Ты не жила, любя. Лес не спасёт тебя. Ты не одна из нас. Пробил твой смертный час.
Тело покрой листвой — мы будем петь над тобой. Губы залей смолой — мы будем петь над тобой. Выступит кровь росой — мы будем петь над тобой. Рвётся душа в побег, сердце даёт побег, что будет под ветром гнуться, к солнцу лицом тянуться.
Жизни тебе не сменять, женой никому не стать — древесной невестой, безгласой, безвестной, на месте в лесу стоять.
РУБАШКА
Мне мама сказала, мол, ты родилась в рубашке, а люди детей рождают с иглою в сердце. Поэтому жить им — так остро, и очень страшно. Тебе же, цветочек алый, бояться нечего. Здесь главное не признаться, чуть-чуть перекантоваться — тебя в восемнадцать живой заберут на небо.
И вот я жила, ни с кем почти не общалась, всё больше отмалчивалась. Когда прижимали к стенке (нашёлся такой, он потом из окошка выпал) — я била в лицо, зажмурившись и задохнувшись от смелости. Рубашка в комоде хранилась в целости. А я ломалась: вот мне бы в Иртыш купаться, в колготках до ночи в подъезде стоять с парнями.
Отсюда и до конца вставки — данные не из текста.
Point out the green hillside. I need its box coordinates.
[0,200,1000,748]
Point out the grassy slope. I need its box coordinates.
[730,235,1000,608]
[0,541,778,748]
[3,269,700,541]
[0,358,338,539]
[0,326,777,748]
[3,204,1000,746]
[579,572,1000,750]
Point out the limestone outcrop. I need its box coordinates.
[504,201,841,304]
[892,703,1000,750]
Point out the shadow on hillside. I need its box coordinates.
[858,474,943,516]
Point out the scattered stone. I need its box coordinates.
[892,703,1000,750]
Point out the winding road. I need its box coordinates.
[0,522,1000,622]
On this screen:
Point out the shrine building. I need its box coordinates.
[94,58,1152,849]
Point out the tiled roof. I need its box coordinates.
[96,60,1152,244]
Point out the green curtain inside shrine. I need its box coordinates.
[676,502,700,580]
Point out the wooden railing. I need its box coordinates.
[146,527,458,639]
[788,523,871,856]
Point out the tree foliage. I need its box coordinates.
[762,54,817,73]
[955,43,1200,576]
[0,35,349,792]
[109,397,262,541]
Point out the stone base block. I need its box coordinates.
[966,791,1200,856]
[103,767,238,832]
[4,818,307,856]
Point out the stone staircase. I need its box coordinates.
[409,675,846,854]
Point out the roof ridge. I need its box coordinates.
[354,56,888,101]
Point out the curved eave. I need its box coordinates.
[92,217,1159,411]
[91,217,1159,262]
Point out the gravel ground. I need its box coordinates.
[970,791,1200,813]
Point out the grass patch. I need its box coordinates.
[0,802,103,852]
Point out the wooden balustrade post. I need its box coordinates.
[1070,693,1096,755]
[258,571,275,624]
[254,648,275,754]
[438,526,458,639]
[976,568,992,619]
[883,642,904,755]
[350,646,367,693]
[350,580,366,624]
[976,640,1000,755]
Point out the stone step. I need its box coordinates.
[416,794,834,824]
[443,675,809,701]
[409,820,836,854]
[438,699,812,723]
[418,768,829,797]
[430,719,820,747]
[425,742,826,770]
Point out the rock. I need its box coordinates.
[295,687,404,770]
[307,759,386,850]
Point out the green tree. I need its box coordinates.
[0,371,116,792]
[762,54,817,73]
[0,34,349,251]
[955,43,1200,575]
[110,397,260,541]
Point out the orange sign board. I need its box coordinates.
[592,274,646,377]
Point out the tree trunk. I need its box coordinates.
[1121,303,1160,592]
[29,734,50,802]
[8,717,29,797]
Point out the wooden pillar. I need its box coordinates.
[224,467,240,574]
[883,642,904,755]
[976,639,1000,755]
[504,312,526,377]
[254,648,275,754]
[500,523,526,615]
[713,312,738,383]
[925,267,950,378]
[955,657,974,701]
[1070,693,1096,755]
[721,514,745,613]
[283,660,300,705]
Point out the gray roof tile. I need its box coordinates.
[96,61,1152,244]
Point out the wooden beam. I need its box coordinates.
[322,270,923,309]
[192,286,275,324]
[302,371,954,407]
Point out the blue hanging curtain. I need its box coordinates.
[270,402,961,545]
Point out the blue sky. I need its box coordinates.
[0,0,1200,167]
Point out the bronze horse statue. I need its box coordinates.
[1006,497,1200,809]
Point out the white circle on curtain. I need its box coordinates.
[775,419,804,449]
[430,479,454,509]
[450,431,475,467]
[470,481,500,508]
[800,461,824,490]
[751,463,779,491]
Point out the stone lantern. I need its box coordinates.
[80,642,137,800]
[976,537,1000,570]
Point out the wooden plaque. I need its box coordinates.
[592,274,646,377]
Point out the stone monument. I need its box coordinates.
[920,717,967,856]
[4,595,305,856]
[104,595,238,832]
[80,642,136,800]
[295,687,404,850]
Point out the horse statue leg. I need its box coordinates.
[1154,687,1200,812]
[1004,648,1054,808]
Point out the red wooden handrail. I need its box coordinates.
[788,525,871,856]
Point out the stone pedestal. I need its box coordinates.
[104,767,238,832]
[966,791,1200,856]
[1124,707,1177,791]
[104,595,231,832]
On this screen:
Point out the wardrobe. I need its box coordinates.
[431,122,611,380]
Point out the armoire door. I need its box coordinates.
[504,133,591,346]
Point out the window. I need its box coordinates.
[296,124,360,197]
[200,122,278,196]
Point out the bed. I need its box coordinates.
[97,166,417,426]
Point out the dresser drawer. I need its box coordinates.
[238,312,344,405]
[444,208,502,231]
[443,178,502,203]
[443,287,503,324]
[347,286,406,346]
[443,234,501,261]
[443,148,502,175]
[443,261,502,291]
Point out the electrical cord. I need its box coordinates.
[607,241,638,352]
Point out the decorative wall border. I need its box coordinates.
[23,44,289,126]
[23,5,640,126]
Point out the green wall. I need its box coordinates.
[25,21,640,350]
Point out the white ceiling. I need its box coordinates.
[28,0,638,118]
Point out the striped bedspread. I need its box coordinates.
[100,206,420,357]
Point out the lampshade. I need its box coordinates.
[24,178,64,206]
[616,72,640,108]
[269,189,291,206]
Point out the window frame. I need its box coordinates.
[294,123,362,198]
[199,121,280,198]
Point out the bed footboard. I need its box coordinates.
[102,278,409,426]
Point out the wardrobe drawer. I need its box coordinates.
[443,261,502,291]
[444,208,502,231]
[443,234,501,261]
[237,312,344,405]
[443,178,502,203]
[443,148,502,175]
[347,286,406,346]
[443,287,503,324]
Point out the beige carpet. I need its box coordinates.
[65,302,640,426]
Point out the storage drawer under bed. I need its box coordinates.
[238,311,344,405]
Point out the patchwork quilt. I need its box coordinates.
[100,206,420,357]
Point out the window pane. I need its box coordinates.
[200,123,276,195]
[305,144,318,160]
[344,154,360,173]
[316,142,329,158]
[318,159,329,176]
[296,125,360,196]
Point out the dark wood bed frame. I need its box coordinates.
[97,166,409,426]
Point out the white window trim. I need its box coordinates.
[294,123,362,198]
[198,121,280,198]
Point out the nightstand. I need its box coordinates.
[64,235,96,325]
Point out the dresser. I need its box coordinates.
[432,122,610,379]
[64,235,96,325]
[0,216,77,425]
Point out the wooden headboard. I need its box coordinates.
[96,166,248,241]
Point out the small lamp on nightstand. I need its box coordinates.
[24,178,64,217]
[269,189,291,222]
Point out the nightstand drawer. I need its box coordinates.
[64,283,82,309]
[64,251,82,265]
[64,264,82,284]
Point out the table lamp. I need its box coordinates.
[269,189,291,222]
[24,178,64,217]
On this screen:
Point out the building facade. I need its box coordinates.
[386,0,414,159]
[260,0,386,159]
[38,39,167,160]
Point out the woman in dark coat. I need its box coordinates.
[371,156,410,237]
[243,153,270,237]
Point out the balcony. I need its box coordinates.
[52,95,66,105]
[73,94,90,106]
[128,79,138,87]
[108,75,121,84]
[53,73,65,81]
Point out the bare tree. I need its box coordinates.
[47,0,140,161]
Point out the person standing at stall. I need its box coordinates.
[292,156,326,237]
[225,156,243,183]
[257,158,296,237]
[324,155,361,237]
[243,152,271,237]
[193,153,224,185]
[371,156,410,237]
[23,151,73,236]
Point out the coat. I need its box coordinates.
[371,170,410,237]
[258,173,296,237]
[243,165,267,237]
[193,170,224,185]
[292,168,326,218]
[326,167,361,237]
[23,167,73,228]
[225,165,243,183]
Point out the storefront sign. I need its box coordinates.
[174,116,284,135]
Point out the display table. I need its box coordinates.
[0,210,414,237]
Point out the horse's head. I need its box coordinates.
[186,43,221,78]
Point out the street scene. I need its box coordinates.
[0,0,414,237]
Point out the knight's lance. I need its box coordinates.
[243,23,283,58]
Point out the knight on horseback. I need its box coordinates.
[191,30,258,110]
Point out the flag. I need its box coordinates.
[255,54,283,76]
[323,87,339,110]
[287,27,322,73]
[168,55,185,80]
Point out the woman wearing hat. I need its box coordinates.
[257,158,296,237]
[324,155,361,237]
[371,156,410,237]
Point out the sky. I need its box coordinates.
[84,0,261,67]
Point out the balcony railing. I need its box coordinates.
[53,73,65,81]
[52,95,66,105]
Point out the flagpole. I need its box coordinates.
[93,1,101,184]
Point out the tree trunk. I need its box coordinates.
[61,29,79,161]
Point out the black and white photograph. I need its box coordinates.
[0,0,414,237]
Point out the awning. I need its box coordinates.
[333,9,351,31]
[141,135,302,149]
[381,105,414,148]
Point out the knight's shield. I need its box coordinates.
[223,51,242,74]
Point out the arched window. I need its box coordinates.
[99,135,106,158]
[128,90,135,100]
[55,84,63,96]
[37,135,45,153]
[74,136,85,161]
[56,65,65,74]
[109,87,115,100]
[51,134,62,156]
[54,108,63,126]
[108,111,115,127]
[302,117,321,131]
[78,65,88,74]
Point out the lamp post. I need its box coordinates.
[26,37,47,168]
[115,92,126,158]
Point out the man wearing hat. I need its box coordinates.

Но мама смеялась — задать бы тебе, Настасья, да разве ж ангелов можно пороть ремнями.
Моим отметкам завидовало полкласса, над внешним видом смеялось, поди, полмира. А я рвала календарики на восемнадцать частей, не слушала первый альбом Земфиры — настолько была одержима всем тем, что снилось. Вот осень ранняя, август ранен, и мне восемнадцать, со мной ничего не случилось.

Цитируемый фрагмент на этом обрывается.